So, you’re doing Sanguivore II. How come?
“You don't see a great deal of sequels in music. We've done three records before this, and each one took an abrupt right turn after we finished it and went into a different thing. We always knew what we were going to do up to the last one, the vampire record, and I think everyone was expecting us to burn it all down and start again, because that's what we've always done. So, the biggest swerve we could do was to do a sequel.
“It’s funny – we got the vibe that people really weren't ready for this era of the band to go away, and for once, we were giving people good news at the end of the show. Not like last time we played KOKO and did our big homage to David Bowie and Ziggy Stardust where they thought it was all over! It was nice to actually hear people happy, and to give people what they want for once, which is not like us.”
It's a hell of an opening throw…
“The funny thing is, it's the fastest song on the record. My tendency is to do ballads. There was one record we were making, I can't remember which one it was, but I’d written, like, 10 ballads. It’s a trap I always fall into. This time around, we thought, ‘Let's challenge ourselves and make it so every song could be a single.’ We've always had fast songs in the past, but we've been trying to not cover the same ground. There’s a big bunch of ideas I wanted to do, and we just combined them together. I wanted to do a Motörhead thing, because we’ve never done that before. I always wanted to have a chorus like We’re Not Gonna Take It by Twisted Sister, or KISS, ‘I wanna rock’n’roll all niiiight’ where it's a big gang chorus that’s fun to sing.
“I love the idea of having a gospel-sounding singer in the back of it, like on Gimme Shelter by The Rolling Stones. Tom [Dalgety, producer] had a friend called Chantelle who came in, and I realised that these textured vocals in these choruses sounded like something maybe we haven't heard recently in hard rock. So we started putting that through all the songs. It pops up all over the record.
“There's a second guitarist now as well, and Ian [Miles, guitar] was like, ‘I really want to start doing solos off of each other. We’ve never done that before.’ So we suddenly had all these different components that we've never got to play with before. There’s lots of brilliant guitar work on this record. It's really, really impressive. It's really cool to watch them do it. I mean, it's over my head. I can't play guitar, so I don’t know the first thing about how to do it, but it's great!
What’s it about?
“This record takes place in the 1980s. It's about a vampire rock band on tour, and there’s someone coming to get them. That's who the Mistress Of Death is. The song itself is about sin and the excess and violence of this vampire rock’n’roll band. It introduces these characters really well. It doesn't introduce the Mistress Of Death quite yet, in the Dan Harmon story circle we’re at square one, before things have taken place, showing the world as it is.
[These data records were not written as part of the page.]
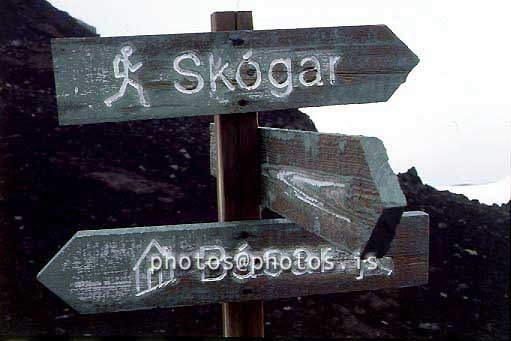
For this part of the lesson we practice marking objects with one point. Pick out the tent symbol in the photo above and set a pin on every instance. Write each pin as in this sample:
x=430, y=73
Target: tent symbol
x=146, y=278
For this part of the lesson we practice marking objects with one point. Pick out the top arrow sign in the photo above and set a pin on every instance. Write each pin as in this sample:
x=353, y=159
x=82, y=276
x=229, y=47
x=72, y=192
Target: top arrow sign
x=145, y=77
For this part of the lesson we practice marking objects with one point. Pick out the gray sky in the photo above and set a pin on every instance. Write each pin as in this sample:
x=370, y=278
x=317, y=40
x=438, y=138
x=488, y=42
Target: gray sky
x=451, y=119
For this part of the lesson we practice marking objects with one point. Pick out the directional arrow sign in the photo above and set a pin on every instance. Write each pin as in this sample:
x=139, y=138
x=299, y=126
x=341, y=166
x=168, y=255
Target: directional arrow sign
x=143, y=77
x=132, y=268
x=339, y=187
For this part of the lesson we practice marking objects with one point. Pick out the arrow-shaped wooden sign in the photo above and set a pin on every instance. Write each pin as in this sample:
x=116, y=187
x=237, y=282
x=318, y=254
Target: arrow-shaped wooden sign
x=339, y=187
x=147, y=267
x=142, y=77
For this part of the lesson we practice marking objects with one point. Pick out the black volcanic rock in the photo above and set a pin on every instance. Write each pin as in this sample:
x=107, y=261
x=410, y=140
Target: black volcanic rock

“The idea for the video was to show the characters, and say, ‘This is what it looks like when the band plays.’ So we did this huge thing with pyro and all sorts of stuff. It's a really, really big budget rock’n’roll video. That’s what the song’s about as well: it’s the band talking about being in a band. It's kind of the anthem for the record. It starts off on that high point, and it tells you who this these characters are. It gave us a really fun opportunity to have a movie monster chase us around and be a vampire rock band offstage. It's a really good introduction to the record and how outrageously over the top all of it is.”